黒68の逃げ出しが大悪手でした。まだ白には1眼しかなかったところ、生きるのをお手伝いしています。

黒56ではなにがなんでも1のツギの一手でした。黒3にヒクのはその後です。

実戦はアテを打ってから右にヒキましたが、ヒクのならアテずに単にヒクのがよいです。なぜならば、白2からのシチョウが成立しないからです。

黒64も絶対に1のツギの一手です。

黒68では1と白を小さく生かして、以下17までで真ん中と右下を厚くするのがよかったでしょう。

下辺を打ち終わったので、いよいよ白83と上辺で戦端を開きます。

白93までの局面で上辺黒2子がどうなるかが勝負を決します。白もかなり薄いので、黒がタダで取られることはなかったのですが・・・。

実戦は、黒94と外から行きました。16の9にある白石がやはり気になっている感があります。

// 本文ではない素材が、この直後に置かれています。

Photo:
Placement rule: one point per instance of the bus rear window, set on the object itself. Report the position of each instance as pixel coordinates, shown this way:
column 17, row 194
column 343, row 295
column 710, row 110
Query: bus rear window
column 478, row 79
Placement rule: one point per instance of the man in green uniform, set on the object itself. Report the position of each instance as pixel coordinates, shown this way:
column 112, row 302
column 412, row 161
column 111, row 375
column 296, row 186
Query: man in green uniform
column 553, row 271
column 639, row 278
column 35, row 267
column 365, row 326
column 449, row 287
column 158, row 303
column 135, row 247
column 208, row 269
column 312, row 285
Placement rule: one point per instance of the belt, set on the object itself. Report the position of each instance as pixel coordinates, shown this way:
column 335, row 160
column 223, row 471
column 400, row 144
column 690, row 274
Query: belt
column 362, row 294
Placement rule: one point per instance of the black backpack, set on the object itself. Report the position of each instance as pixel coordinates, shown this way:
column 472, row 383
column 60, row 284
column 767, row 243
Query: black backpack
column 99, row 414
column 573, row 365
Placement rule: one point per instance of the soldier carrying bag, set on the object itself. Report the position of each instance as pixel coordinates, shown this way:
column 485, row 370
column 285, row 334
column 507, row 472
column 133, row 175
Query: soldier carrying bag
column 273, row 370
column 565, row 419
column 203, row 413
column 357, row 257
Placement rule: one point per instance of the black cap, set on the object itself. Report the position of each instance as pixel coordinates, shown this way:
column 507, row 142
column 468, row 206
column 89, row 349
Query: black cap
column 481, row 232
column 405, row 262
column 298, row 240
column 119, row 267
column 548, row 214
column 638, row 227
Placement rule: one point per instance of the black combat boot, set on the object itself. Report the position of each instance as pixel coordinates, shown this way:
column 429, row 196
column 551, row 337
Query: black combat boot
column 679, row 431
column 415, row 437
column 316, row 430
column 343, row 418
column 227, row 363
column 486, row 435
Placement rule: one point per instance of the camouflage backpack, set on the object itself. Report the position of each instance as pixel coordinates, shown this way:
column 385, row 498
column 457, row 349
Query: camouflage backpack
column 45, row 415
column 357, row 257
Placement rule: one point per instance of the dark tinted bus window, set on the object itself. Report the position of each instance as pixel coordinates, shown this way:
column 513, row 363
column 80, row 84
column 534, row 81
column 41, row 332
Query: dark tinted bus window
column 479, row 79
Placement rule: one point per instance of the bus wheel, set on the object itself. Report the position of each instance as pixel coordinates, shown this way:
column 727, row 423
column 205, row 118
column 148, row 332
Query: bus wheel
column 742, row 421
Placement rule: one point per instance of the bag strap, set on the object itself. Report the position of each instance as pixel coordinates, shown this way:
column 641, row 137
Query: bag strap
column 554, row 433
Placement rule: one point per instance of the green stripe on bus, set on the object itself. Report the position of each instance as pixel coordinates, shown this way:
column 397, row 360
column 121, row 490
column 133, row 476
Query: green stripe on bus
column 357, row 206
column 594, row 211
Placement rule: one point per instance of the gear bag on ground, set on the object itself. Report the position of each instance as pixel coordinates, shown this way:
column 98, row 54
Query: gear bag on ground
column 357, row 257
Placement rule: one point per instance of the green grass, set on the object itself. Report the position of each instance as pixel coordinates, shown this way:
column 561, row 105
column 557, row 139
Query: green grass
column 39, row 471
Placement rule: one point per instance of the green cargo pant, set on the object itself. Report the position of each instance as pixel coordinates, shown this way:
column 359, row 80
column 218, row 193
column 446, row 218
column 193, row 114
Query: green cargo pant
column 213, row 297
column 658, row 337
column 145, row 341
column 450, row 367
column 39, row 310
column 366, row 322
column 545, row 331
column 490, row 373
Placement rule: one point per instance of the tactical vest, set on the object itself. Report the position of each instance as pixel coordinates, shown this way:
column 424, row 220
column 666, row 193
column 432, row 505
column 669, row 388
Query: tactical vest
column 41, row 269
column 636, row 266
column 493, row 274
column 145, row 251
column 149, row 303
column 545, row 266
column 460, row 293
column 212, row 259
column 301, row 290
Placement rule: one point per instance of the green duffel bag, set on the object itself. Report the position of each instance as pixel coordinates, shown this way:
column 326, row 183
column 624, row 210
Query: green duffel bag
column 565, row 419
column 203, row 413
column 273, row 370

黒は真ん中を大事にした打ち方に徹しました。しかし上辺はほぼ取られ。

実戦は黒86と黒2子を助けましたが、1と上辺を先に制する方針もありました。

黒から動く場合の一案です。左上を利かして白のダメを詰めてから、黒5の急所(3子の中央)に一撃すれば、なかなか死にません。このようにして手数をのばしてから外に出て行くと、白は断点のうまい守り方がなく潰れそうです。手順は一例です。

白は真ん中を削減しにいきます。

右辺白ははっきり生きていませんでした。周りに黒が来て脱出不可能になったので白19と生きを確定します。

白30目勝ち。上辺があっさり取られたことで差がつきました。

また、常に白が先手を握る展開となったため、黒は対応に追われるばかりになってしまいました。おそらく打っていて面白くなかっただろうと思います。各局面のコメントを参考にしていただければ幸いです。